Где они теперь? Почему они ушли?

Просто не понимаю.

Приходит письмо, семья радуется, девушка льет слезы, стоически собирает вещи, думает: надо ехать, я единственная надежда семьи. Делает вид, что все в порядке, обещает вернуться, как только закончится срок действия контракта. Ее мать чувствует, отец чувствует: нельзя ее отпускать. Но отпускают. Должны.

Весь город провожает девушку на вокзал/автобусную станцию/пристань? Группка едет в цветастом фургоне на крохотный местный аэропорт. Новые слезы, новые обещания. Поезд/корабль/самолет трогаются с места, она бросает последний полный любви взгляд на окружающие горы/реку/карьер/лачуги, что угодно, т. е. весь тот мир, который знала, и говорит себе: не бойся, ты вернешься и вернешься победительницей с большой с кучей нескучных подарков и т. д., и т. п.

А теперь?

Ни денег, ни документов. Кто извлечет из нее микрошнур? Кто даст ей работу? Устраиваясь на работу, нужно сделать прическу, чтобы скрыть шрамы от точек ввода. Когда она теперь снова увидит дом + семью? Почему она это сделала? Почему она уничтожила все, оставила наш двор? Могла бы еще долго и приятно проводить у нас время. Чего, черт возьми, она искала? Что ей вдруг так понадобилось, что она пошла на столь отчаянный шаг?

Джерри только что ушел на ночь.

У нас во дворе пустая рама, странно смотрится в лунном свете.

Заметка на память: позвонить в «Гринуэй», пусть заберут это уродство.

Дом

1

Я, как когда-то, вышел из сухого ручья за домом и тихонько постучал в кухонное окно.

– Давай сюда, – сказала ма.

Внутри лежали груды газет на печке и груды журналов на лестнице, большой пучок вешалок торчал из сломанной духовки. Ничего не изменилось. Новое было: мокрое пятно в форме кошачьей головы над холодильником и старый оранжевый ковер, скатанный наполовину.

– Ни одной бип-бипаной горничной так пока и не обзавелась, – сказала ма.

Я недоуменно посмотрел на нее.

– Бип-бипаной? – сказал я.

– Бип тебя, – сказала она. – На работе мною занялись.

Это верно, язык у мамы острый и грязный.
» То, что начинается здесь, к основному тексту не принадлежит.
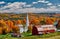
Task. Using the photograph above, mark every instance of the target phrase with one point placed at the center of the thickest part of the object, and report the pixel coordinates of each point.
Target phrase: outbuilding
(43, 29)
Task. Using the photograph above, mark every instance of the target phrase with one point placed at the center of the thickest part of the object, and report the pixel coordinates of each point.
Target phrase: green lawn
(55, 35)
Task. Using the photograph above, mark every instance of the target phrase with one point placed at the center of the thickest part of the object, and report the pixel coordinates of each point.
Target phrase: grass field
(55, 35)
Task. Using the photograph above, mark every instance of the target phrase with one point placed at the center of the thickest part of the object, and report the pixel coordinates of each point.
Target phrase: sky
(27, 6)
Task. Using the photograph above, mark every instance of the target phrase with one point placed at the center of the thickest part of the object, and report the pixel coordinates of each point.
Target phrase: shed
(43, 29)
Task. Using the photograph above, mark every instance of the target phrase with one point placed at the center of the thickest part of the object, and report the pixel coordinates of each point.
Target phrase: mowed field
(55, 35)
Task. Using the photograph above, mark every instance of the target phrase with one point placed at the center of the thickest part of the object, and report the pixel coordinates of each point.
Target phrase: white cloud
(27, 5)
(49, 4)
(35, 2)
(58, 5)
(2, 2)
(14, 5)
(33, 10)
(18, 7)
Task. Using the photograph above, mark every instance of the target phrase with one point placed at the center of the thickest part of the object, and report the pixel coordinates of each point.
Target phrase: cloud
(2, 2)
(58, 5)
(33, 10)
(35, 2)
(17, 7)
(49, 4)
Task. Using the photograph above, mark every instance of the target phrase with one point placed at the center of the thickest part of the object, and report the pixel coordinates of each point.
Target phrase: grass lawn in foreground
(55, 35)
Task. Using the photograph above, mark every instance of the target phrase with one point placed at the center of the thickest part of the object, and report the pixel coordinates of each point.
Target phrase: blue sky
(25, 6)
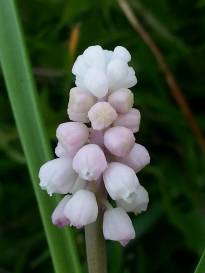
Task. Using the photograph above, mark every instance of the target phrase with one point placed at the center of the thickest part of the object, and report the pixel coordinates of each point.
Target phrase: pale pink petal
(137, 159)
(131, 120)
(90, 162)
(119, 140)
(102, 115)
(117, 226)
(72, 136)
(81, 209)
(122, 100)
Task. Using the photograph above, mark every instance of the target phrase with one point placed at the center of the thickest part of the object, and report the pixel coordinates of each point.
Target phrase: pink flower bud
(57, 176)
(102, 115)
(120, 180)
(96, 82)
(136, 202)
(90, 162)
(119, 140)
(81, 209)
(130, 120)
(117, 226)
(137, 159)
(79, 117)
(122, 100)
(58, 216)
(79, 104)
(72, 136)
(60, 151)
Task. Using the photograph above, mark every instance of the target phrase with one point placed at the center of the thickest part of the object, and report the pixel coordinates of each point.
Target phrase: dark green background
(171, 234)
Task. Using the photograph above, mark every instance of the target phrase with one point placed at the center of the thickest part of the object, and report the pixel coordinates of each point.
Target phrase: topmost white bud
(122, 53)
(101, 71)
(94, 56)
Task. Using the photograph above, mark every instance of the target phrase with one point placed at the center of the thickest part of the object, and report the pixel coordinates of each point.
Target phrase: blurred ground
(171, 234)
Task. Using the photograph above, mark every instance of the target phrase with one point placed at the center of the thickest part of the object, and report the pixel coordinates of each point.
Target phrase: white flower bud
(136, 202)
(94, 56)
(96, 82)
(122, 53)
(101, 115)
(60, 151)
(80, 101)
(120, 180)
(116, 72)
(81, 209)
(131, 120)
(117, 226)
(57, 176)
(58, 216)
(131, 78)
(79, 184)
(79, 67)
(137, 158)
(122, 100)
(90, 162)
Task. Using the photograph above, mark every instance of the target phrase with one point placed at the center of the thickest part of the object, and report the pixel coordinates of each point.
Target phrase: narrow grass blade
(22, 95)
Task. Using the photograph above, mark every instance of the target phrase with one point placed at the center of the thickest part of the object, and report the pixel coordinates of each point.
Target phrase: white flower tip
(96, 82)
(120, 180)
(81, 209)
(122, 53)
(90, 162)
(117, 226)
(102, 115)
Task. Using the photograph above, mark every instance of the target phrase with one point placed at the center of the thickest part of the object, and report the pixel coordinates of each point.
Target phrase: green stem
(95, 246)
(24, 101)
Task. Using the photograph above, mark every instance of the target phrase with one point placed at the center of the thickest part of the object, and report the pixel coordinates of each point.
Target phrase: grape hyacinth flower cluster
(97, 157)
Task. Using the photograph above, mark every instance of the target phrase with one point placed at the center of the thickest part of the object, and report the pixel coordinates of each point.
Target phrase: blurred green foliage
(171, 234)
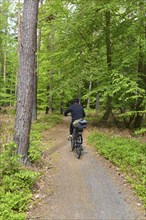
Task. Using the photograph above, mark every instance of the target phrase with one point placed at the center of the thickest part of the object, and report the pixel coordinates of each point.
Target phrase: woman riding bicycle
(77, 112)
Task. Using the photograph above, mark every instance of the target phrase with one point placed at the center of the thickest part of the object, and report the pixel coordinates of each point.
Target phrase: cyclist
(77, 112)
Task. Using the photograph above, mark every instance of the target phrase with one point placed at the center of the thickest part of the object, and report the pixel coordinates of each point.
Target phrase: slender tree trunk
(97, 102)
(51, 70)
(19, 25)
(108, 107)
(34, 110)
(5, 70)
(26, 78)
(141, 67)
(90, 87)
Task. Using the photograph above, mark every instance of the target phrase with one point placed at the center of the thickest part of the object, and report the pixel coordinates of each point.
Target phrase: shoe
(70, 137)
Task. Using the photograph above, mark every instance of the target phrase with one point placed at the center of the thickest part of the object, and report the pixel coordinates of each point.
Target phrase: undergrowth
(44, 122)
(127, 154)
(16, 181)
(16, 184)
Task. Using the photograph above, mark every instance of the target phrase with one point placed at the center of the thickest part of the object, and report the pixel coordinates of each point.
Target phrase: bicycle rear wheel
(78, 151)
(72, 144)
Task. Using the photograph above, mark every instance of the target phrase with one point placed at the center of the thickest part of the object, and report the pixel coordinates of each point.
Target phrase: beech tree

И теперь она работала в церкви, так что.

Мы стояли, глядя друг на друга.

Потом раздался топот чьих-то ног на лестнице: какой-то чувак даже старше ма, в трусах, высоких ботинках и зимней шапке, сзади у него свисала длинная косичка.

– Это кто? – сказал он.

– Мой сын, – стыдливо ответила мама. – Майки, это Харрис.

– Что из того, что ты там делал, хуже всего? – сказал Харрис.
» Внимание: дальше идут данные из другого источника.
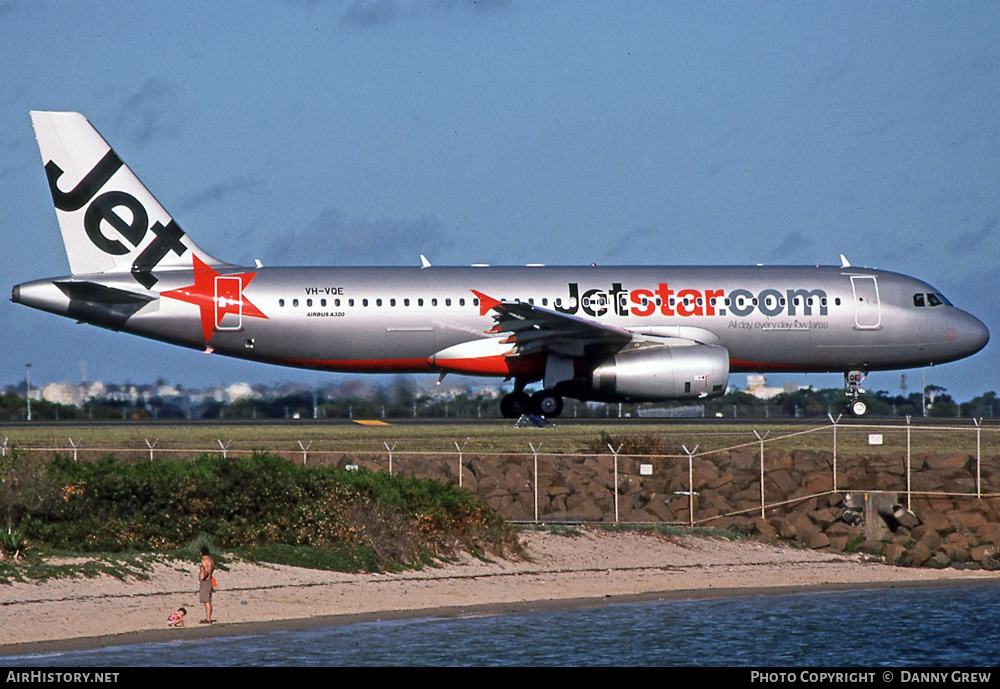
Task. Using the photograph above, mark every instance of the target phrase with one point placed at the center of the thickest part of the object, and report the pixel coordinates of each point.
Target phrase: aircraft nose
(972, 333)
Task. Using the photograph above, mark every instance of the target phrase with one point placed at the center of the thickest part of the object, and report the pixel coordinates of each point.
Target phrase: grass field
(567, 437)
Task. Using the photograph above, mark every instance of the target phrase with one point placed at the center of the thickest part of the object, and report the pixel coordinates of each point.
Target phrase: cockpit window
(930, 299)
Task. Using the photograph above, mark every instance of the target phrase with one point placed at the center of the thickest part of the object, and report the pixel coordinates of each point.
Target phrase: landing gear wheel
(546, 403)
(514, 405)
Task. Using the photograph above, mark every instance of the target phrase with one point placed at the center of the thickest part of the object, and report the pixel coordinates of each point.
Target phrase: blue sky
(352, 133)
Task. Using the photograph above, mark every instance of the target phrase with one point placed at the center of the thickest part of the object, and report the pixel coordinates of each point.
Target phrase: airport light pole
(27, 387)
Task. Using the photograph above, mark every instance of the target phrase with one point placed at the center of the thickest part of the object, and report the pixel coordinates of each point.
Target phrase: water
(890, 627)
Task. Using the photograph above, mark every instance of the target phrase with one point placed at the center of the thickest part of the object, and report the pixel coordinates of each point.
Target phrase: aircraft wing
(535, 330)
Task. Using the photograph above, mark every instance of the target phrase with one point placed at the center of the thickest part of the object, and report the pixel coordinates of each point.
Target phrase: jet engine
(649, 372)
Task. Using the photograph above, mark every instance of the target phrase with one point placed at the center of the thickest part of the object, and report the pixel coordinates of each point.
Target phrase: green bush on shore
(264, 506)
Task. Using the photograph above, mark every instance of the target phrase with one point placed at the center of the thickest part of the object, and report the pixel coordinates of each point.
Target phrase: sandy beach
(594, 568)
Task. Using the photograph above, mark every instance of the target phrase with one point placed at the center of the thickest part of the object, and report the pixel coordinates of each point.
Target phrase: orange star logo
(216, 296)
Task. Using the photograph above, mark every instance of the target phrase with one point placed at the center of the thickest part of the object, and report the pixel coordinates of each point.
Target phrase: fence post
(690, 454)
(460, 449)
(389, 450)
(908, 464)
(979, 428)
(534, 452)
(615, 488)
(761, 439)
(72, 444)
(834, 422)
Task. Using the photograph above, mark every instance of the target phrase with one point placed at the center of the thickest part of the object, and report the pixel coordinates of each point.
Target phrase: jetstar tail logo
(217, 296)
(120, 211)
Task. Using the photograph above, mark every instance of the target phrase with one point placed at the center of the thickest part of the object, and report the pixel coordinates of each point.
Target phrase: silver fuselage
(820, 318)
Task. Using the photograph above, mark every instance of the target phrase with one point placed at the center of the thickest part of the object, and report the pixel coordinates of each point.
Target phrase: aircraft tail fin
(109, 221)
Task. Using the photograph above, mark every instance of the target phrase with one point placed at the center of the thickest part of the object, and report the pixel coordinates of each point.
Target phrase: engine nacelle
(653, 372)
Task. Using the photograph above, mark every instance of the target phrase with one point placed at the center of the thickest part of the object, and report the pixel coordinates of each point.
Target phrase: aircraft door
(867, 311)
(228, 300)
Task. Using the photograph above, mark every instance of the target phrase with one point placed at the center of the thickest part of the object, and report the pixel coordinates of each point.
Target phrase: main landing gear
(852, 381)
(544, 402)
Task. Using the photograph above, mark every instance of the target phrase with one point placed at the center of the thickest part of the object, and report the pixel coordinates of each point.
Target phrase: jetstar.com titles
(667, 301)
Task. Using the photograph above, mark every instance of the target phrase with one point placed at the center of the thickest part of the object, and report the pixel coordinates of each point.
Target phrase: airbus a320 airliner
(611, 333)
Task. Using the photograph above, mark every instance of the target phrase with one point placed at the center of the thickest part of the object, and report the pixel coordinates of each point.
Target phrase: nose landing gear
(852, 381)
– Что случилось с Альберто? – сказал я.

– Альберто свалил, – сказала ма.

– Альберто сделал ноги, – сказал Харрис.

– Ничего не имела против этого бипера, – сказала ма.

– А у меня против этого ебаря до хера всего, – сказал Харрис. – Включая и то, что он мне должен десять баков.

– Харрис ничего не может поделать со своим грязным языком, – сказала ма.

– Она делает это только из-за своей работы, – пояснил Харрис.

– Харрис не работает, – сказала ма.

– А если бы я и работал, то не там, где бы меня учили, как я должен говорить, – сказал Харрис. – Я бы нашел место, где мне бы позволяли говорить так, как мне нравится. Место, где меня принимают таким, какой я есть. Вот в таком месте я готов работать.

– Таких мест нет, – сказала мама.

– Мест, где мне разрешают говорить так, как я хочу? – сказал Харрис. – Или мест, которые принимают меня таким, какой я есть?

– Мест, где ты бы захотел работать, – сказала ма.

– Он здесь надолго? – сказал Харрис.

– Настолько, насколько ему нужно, – сказала ма.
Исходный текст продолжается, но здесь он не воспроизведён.